(Nanowerk Spotlight) The use of nanomotors to power nanomachines and nanofactories is one of the most exciting challenges facing nanotechnology. The highly successful design shop of Mother Nature has created efficient biomotors through millions of years of evolution and uses them in numerous biological processes and cellular activities.
While nanotechnology researchers have made great progress over the past few years in developing self-propelled nano objects, these tiny devices still fall far short of what their natural counterparts' performance. Today, artificial nanomotors lack the sophisticated functionality of biomotors and are limited to a very narrow range of environments and fuels.
In another step towards realizing Richard Feynman's vision of tiny vessels roaming around in human blood vessels working as surgical nanorobots, researchers at the Indian Institute of Science (IISc) in Bangalore have now demonstrated, for the first time, externally driven nanomotors that move in undiluted human blood.
"Most externally – magnetically or acoustically – driven nanomotors realized to date have been actuated in de-ionized water and, in a few cases, in media of biological relevance such as serum," Pooyath Lekshmy Venugopalan a PhD student at IISc Bangalore's Centre for Nano Science and Engineering, tells Nanowerk. "The only reported attempt to maneuver a nano-voyager in human blood has been with catalytic microjets, which were moved in human blood diluted 10 times with (toxic) hydrogen peroxide."
Ferrite coated iron propeller in 1.8X diluted blood. (Image: Pooyath Lekshmy Venugopalan, IISc)
"For artificial nanomotors to be successfully maneuvered in undiluted human blood, two important experimental challenges need to be met," explains Lekshmy: "1) The thrust generated by the propeller needs to be large enough to overcome the large drag due to the presence of blood cells; and 2) since the large concentration of ions – chlorides, phosphates, etc. – in blood can etch most magnetic materials easily, this necessitates a conformal protective coating around the nanomotor, many of which, including the chemically and acoustically powered ones, contain a magnetic material which can be used for controlling their direction of motion."
The researchers overcame these experimental hurdles by using a conformal ferrite coating in conjunction with helical propulsion powered by magnetic fields.
The developed system was also found to be biocompatible, thereby opening up new possibilities in the in vivo applicability of artificial nanomotors, which was the team's main goal when they started this project.
Having controlled motion in important biological environments automatically suggests a general platform towards diagnostic and therapeutic applications.
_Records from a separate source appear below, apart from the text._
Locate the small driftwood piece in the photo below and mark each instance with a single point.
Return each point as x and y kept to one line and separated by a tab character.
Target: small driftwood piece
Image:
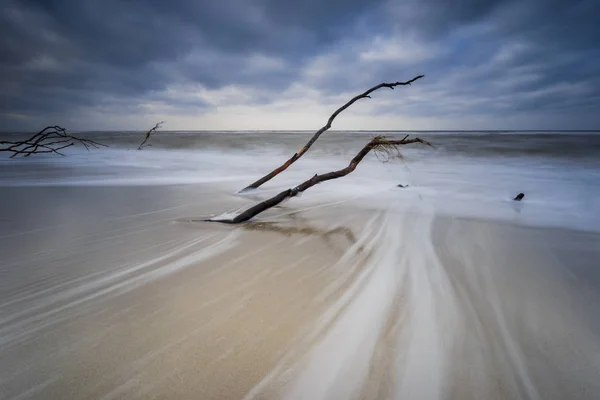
382	147
51	139
325	128
148	134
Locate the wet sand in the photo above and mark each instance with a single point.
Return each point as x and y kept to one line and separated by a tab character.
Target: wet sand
121	293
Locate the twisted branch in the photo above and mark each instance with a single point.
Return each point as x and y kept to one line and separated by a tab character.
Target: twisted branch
307	146
379	144
143	144
51	139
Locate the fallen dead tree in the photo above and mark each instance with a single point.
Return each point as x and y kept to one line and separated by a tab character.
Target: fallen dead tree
379	144
148	134
51	139
325	128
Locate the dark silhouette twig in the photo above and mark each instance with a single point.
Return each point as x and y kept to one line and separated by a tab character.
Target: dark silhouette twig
313	139
51	139
148	134
379	144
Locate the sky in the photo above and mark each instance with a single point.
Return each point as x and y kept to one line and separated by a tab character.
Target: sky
284	64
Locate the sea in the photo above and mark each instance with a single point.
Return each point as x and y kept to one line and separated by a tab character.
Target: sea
468	174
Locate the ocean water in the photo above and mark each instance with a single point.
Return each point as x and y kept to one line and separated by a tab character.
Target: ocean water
111	286
472	174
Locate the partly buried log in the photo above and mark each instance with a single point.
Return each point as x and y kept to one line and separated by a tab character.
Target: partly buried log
51	139
325	128
379	144
149	133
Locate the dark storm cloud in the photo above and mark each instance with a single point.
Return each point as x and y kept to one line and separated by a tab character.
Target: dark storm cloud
480	57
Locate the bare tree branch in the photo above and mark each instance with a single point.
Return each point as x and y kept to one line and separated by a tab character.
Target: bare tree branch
148	134
51	139
378	144
307	146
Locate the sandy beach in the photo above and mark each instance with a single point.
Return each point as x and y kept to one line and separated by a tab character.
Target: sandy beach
122	293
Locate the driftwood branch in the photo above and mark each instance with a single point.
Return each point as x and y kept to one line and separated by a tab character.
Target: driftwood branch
148	134
380	145
307	146
51	139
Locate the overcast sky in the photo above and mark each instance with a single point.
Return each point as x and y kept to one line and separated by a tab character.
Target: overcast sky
284	64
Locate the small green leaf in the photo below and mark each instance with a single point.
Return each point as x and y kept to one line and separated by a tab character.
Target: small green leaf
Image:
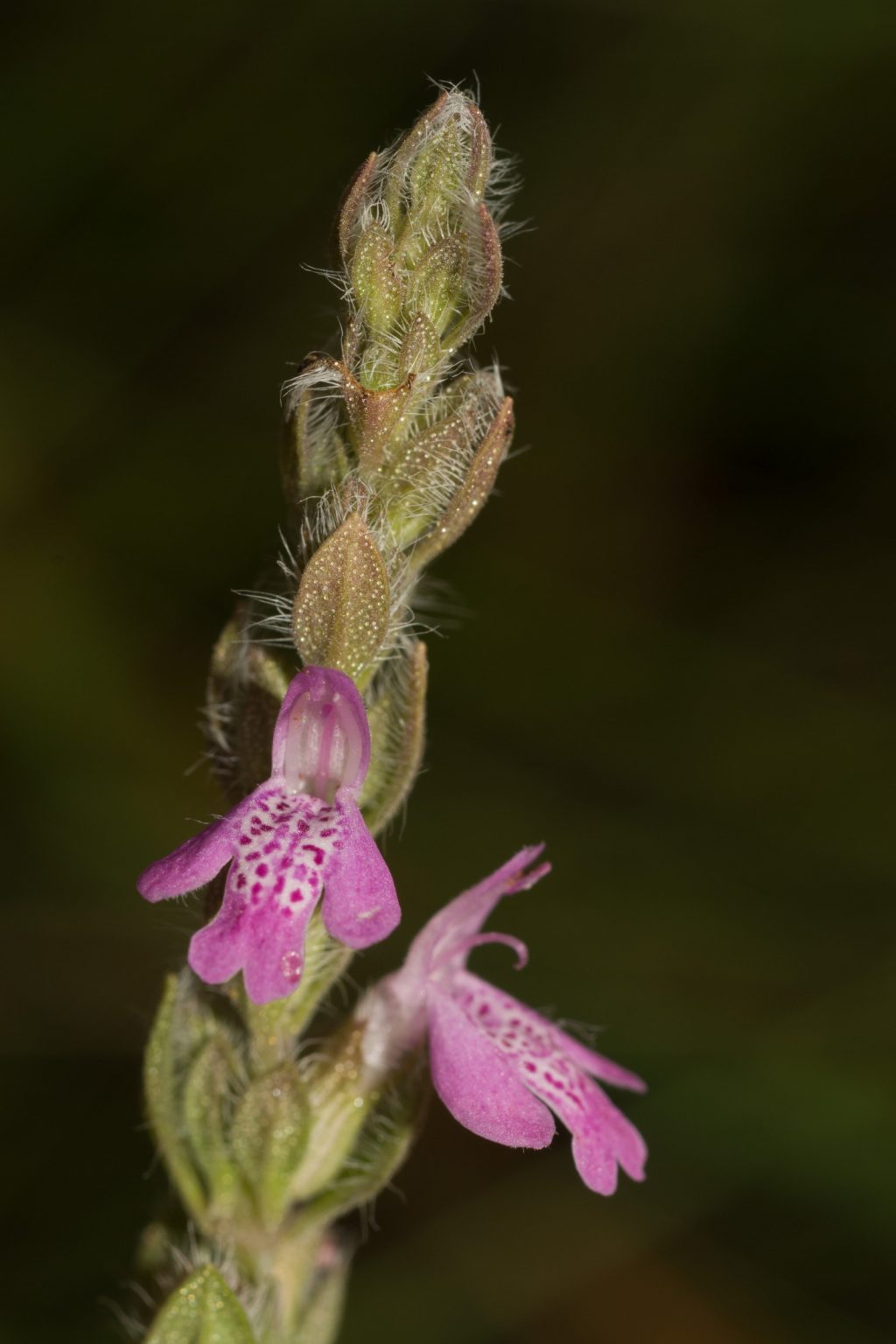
398	732
269	1136
178	1031
376	285
473	491
208	1102
202	1311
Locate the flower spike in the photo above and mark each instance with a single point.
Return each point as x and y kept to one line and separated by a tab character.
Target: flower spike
298	836
500	1068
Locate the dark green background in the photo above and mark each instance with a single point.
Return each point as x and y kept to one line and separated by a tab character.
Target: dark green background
675	659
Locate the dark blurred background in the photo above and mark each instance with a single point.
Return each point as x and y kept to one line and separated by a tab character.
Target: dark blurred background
675	659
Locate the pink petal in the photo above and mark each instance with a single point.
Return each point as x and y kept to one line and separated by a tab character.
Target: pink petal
598	1065
195	863
276	950
451	930
537	1054
218	950
479	1085
360	905
321	732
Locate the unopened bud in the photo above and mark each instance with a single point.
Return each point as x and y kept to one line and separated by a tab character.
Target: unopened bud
313	451
341	609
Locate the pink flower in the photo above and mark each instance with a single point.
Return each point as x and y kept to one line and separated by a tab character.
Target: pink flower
499	1066
296	837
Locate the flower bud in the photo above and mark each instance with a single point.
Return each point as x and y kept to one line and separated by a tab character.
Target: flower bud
418	241
341	609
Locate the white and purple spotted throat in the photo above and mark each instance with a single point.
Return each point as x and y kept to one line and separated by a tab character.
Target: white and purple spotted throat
296	839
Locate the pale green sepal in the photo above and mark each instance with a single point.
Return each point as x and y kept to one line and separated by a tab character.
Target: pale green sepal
268	1138
339	1098
276	1026
202	1311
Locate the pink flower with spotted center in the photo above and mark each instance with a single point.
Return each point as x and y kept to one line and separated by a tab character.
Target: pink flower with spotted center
294	839
500	1068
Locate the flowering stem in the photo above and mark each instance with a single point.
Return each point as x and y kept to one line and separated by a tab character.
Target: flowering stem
273	1125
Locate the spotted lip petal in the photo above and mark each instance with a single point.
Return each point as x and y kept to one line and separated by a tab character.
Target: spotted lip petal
479	1085
537	1054
360	905
500	1068
293	837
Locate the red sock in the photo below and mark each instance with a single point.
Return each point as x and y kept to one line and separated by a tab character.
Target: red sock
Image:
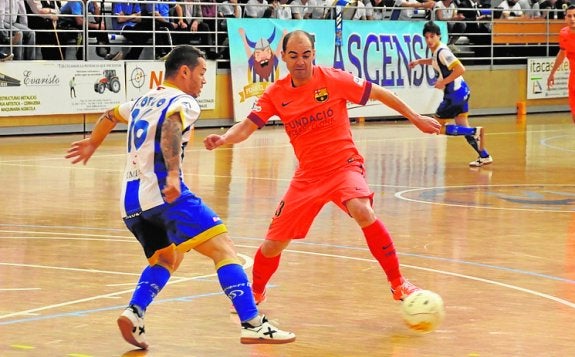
381	247
263	270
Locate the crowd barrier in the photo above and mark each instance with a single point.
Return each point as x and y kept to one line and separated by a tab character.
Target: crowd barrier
233	90
507	41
Since it is possible to functionalize the nanomotors with appropriate biomolecules, such a system could be used to detect and treat diseases.
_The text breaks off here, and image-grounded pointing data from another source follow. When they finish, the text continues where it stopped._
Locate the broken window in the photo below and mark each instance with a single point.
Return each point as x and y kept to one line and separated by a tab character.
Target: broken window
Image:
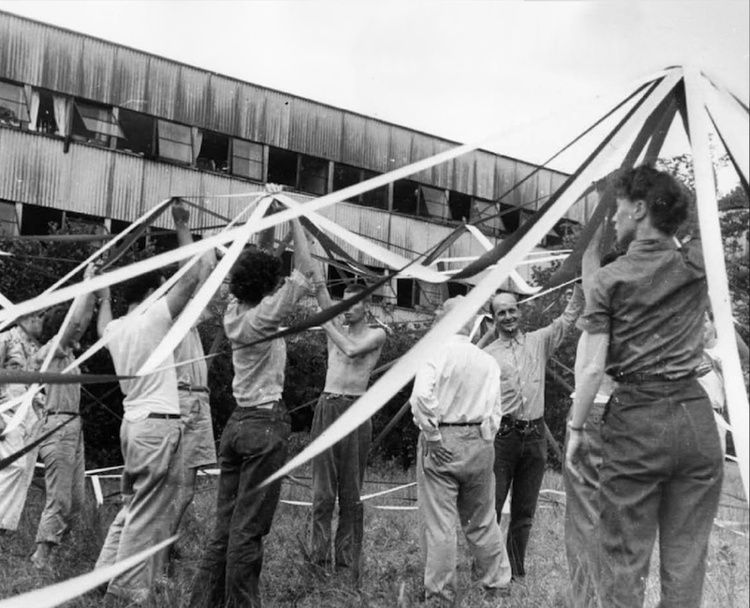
313	174
14	111
247	159
213	153
460	206
282	167
175	142
8	219
139	133
94	123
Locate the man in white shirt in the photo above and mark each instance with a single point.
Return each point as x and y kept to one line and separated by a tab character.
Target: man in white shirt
456	405
150	431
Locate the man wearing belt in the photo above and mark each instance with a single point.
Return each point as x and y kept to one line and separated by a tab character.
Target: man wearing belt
150	431
521	444
353	351
456	405
662	465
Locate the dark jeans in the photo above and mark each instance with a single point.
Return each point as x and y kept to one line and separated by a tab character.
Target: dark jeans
340	471
662	470
520	458
253	446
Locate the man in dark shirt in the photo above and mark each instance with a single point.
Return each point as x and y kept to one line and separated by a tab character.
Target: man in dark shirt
662	463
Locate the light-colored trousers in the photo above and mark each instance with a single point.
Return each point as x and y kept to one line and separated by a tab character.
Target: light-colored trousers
64	477
150	488
463	490
15	479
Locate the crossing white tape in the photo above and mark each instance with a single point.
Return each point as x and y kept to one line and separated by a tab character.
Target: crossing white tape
59	593
396	377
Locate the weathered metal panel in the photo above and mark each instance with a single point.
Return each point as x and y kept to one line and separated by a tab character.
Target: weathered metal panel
98	77
161	87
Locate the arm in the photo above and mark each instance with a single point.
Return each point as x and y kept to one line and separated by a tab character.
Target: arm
353	347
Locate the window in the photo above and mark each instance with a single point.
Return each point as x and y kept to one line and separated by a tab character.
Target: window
214	152
38	220
460	206
139	133
95	124
13	109
282	167
8	219
247	159
175	142
313	174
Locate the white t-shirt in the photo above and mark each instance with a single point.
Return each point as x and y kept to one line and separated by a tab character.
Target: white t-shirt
130	346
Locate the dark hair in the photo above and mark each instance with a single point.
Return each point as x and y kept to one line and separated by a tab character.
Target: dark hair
254	275
134	290
667	200
52	322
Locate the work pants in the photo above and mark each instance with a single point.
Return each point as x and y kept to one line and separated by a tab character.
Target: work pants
462	490
253	446
339	471
662	471
64	477
150	487
582	513
520	459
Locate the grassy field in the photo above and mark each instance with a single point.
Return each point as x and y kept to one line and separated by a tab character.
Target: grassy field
392	574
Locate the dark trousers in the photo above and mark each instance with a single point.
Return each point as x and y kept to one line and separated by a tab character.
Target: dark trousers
253	446
662	471
520	459
339	471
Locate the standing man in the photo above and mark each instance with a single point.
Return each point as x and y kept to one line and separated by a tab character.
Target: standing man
456	405
150	432
662	464
353	351
521	443
18	346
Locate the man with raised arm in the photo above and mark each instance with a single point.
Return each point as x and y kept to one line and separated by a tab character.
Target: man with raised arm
151	428
353	351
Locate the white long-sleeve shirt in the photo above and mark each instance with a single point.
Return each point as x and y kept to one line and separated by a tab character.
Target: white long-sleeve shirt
460	383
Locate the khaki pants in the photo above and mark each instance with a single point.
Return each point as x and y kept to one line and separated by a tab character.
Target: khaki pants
150	488
463	490
15	479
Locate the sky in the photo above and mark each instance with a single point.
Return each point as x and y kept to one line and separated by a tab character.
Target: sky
460	70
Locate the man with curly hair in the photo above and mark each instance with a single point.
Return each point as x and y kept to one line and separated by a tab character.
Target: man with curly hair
254	441
661	460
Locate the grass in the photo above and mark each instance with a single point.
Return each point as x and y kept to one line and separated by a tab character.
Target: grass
392	573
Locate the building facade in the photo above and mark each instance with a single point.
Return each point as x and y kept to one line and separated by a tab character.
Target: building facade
96	133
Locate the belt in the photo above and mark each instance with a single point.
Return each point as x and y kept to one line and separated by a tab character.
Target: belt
459	423
520	424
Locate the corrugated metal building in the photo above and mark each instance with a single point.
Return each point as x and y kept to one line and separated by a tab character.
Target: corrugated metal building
96	132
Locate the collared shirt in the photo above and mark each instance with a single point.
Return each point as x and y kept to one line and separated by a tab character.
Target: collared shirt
154	393
459	384
259	369
523	359
651	301
194	373
17	350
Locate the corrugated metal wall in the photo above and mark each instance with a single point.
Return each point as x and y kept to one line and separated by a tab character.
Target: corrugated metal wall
76	64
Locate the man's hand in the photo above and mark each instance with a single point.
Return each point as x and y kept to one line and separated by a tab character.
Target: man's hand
574	451
180	213
437	451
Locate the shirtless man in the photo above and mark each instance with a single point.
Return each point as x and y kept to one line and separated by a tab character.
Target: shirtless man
353	351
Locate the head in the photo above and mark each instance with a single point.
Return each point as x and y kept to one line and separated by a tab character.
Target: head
32	324
254	275
504	309
358	312
137	289
646	196
449	305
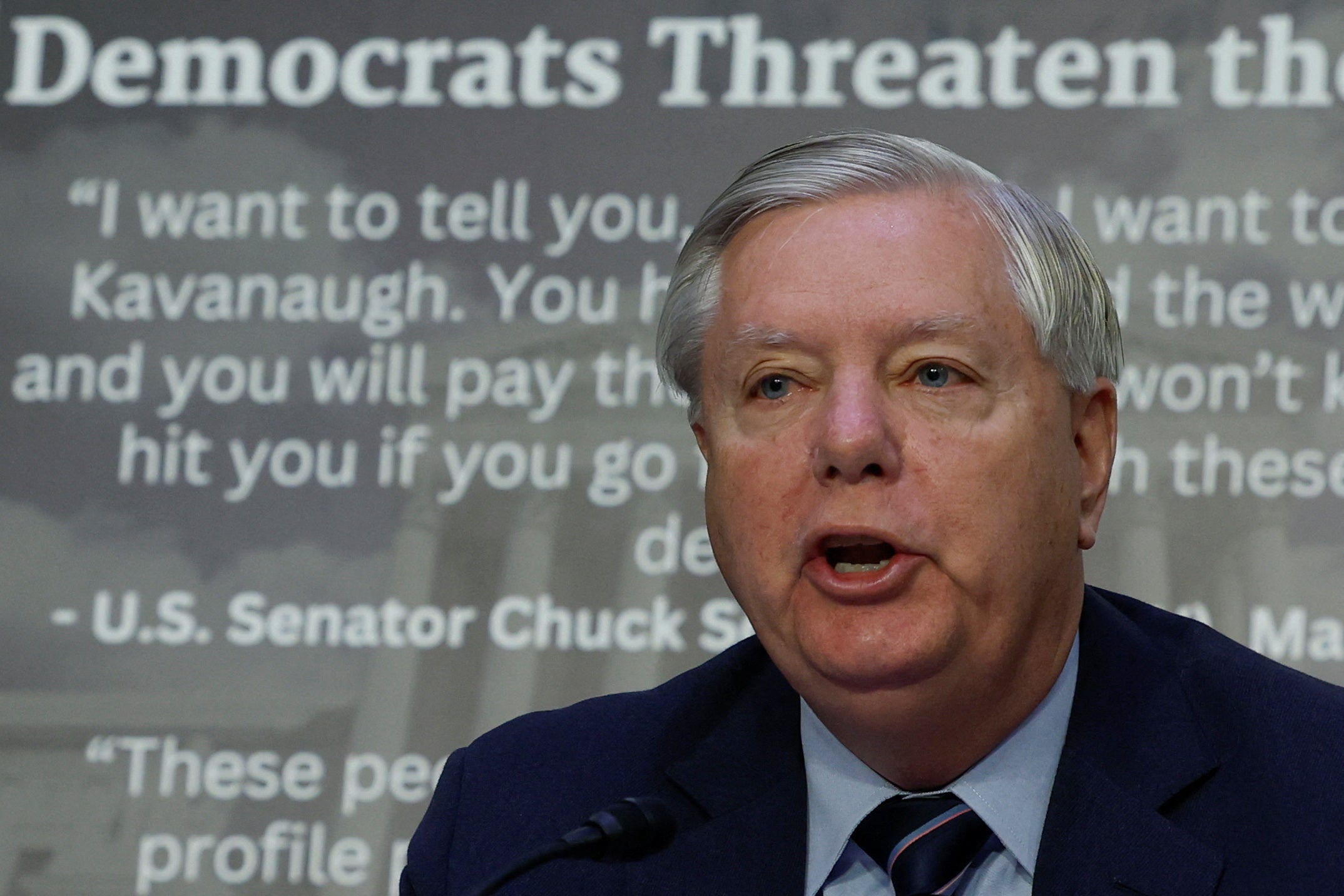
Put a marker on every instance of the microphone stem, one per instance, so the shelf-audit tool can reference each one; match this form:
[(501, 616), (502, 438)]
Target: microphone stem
[(546, 853)]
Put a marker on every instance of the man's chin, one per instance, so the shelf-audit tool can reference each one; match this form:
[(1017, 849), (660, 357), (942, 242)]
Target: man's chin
[(865, 676)]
Nanopropeller can be seen traveling through blood cells in a 1.8x diluted blood sample.
"One could also envision bringing the nanomotors in close proximity to a cancerous tissue," notes Lekshmy. "This could have tremendous therapeutic implications, as ferrites – which coat our nanomotors – are commonly used for magnetic hyperthermia. Alternately, by loading the nanomotors with cancer specific drugs, one could localize the treatment significantly."
The team's further research in this area will be directed towards adding functionality to their ferrite-coated nanopropellers, such as using them as sensors for detecting various disease conditions in blood, and to attempt therapeutic applications under in vivo conditions.
"For in vivo experiments, it may be necessary to image these small objects from a distance," Lekshmy points out. "This is not a trivial task and may require novel imaging methods."